開幕試合から外国人投手の初先発までは、間違いなく中継ぎのルーキとギルメット2名を登録し、バレンティンとグリーンの野手2名も登録することだろう。
問題は外国人投手の初先発以降だ。投手3名を先発、中継ぎでどのように振り分けるかが重要になってくる。「先発1名+中継ぎ2名」の振り分けとなりそうだが、気になることが1つある。
オーレンドルフの処遇に関してだ。オーレンドルフは巨人、中日と争った末、ヤクルトが獲得に成功した。その要因は、オーレンドルフは先発での起用を希望し、ヤクルトは先発要員として獲得を目指していたから。お互いのニーズは合致している。ここまでは問題ない。
気になるのはオーレンドルフとの契約内容。契約に「本人の同意なしに2軍降格不可」といった条項が盛り込まれている可能性はないのだろうか。ある程度実績のあるメジャーリーガーだったオーレンドルフならば、そういった契約条項が含まれていてもおかしくない。
その場合、先発の1枠が埋まってしまい、ブキャナンとともにローテーションで起用することが難しくなる。
契約内容が明かされることはないだろうが、投手陣と外国人枠のやりくりにおいて、非常に重要なポイントであることは間違いない。
昨シーズンは、オンドルセクが抑えだったものの「ブチギレ事件」を起こして途中帰国。それ以降は秋吉亮が抑えを務めた。秋吉はシーズンを通して安定した投球を見せ、無事に代役を果たした。しかし、シーズン終了後に真中監督は秋吉の抑えを白紙に戻した。
報道陣には「秋吉は頑張ったがクローザーのイメージを持てない。ルーキ、新外国人らが候補」と語っている。秋吉をクローザーではなく、優勝した2015年のようにセットアッパーや火消し、ときには抑えと柔軟に起用したい思いがあるのだろう。
とはいうものの、抑え候補がたくさんいるわけではない。ギルメット、ルーキ、秋吉を候補に、キャンプとオープン戦での様子を見て判断していくことになりそうだ。
また、昨年投手を担当したコーチの配置が今シーズンから大きく変わった。高津臣吾1軍投手コーチが2軍監督に就任。代わって伊藤智仁コーチと石井弘寿コーチが1軍投手コーチに。そして、この2コーチを戦略コーチ兼投手コーチ補佐として押尾健一コーチがサポートする3人体制が敷かれた。

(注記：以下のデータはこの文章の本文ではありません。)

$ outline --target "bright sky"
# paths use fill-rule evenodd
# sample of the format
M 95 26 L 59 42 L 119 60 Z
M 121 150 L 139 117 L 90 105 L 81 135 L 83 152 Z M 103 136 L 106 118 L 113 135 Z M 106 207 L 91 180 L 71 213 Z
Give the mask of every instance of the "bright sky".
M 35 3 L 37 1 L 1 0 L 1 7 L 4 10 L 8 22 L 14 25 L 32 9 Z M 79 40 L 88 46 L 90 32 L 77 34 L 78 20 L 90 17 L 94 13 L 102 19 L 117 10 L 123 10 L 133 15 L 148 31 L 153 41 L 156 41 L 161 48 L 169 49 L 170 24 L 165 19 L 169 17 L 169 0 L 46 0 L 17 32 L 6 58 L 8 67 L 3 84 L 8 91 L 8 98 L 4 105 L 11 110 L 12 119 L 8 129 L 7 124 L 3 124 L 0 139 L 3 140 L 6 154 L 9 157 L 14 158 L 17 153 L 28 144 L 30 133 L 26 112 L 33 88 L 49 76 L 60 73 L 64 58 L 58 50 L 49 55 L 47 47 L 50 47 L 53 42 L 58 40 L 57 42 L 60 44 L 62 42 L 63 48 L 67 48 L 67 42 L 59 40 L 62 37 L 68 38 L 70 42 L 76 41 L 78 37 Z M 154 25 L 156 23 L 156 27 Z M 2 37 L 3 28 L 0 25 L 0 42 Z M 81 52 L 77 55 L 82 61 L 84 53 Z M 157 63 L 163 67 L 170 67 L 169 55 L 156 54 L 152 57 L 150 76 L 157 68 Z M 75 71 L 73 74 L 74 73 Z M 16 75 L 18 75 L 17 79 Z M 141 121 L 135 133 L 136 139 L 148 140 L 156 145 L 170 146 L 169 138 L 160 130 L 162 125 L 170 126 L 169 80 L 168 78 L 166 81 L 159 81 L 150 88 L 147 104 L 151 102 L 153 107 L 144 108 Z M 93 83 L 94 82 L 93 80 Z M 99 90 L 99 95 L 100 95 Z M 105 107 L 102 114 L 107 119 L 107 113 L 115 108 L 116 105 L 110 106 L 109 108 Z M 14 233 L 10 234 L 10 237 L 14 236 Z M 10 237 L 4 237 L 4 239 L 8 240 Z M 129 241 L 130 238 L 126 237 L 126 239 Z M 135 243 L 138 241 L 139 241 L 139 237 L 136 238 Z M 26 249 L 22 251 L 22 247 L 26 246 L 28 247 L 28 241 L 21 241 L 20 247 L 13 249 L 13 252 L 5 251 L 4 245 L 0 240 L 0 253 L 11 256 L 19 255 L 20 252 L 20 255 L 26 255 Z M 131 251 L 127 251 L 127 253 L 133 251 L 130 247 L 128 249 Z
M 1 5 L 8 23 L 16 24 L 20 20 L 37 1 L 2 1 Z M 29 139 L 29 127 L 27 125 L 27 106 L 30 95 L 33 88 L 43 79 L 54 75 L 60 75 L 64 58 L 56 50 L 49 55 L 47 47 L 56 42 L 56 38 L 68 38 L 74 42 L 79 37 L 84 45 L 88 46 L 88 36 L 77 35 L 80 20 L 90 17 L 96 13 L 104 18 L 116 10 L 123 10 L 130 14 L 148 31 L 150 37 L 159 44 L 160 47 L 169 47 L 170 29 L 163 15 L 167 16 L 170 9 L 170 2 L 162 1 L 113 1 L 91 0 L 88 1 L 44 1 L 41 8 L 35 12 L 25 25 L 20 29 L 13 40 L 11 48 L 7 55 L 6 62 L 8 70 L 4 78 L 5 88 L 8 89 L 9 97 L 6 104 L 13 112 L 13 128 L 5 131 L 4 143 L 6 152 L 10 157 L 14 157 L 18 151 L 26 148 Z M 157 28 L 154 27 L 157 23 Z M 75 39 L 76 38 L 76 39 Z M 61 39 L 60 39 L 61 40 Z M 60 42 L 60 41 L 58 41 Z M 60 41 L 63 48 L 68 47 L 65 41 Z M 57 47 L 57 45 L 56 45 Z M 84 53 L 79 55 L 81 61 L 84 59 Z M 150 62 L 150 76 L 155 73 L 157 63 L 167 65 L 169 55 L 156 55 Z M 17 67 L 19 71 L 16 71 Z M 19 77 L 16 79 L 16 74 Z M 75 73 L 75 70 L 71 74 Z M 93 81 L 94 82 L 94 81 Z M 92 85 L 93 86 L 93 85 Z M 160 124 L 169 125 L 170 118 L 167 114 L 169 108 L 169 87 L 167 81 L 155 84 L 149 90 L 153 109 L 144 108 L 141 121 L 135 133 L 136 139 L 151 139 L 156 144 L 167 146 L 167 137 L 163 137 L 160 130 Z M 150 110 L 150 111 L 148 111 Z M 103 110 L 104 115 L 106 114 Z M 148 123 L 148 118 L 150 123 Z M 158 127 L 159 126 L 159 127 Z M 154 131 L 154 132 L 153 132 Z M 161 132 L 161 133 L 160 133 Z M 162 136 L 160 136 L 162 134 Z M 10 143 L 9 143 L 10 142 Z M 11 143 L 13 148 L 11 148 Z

今シーズンは、ブルペン担当だった伊藤コーチがベンチに入り、石井コーチがブルペンを見ることになるだろう。高津前コーチが取り入れた肩の作り方、準備の仕方が大きく変わることはないだろうが、ブルペンの体制にも戸惑いが生じる可能性もある。
昨シーズン、リリーフ陣は神宮球場ブルペンでは登板予定の回から逆算して肩を作っていた。例えば秋吉が9回から投げるのであれば、8回裏に準備を始める。そして、8回を投げるルーキは7回裏から準備に入るといった具合だ。こういったブルペン運用の方針に変化はあるのだろうか。
今シーズンのヤクルト投手陣は先発、中継ぎ、抑えともに問題は多い。しかし、新体制で立て直しを図り、新たな土台を作ってくれることを期待したい。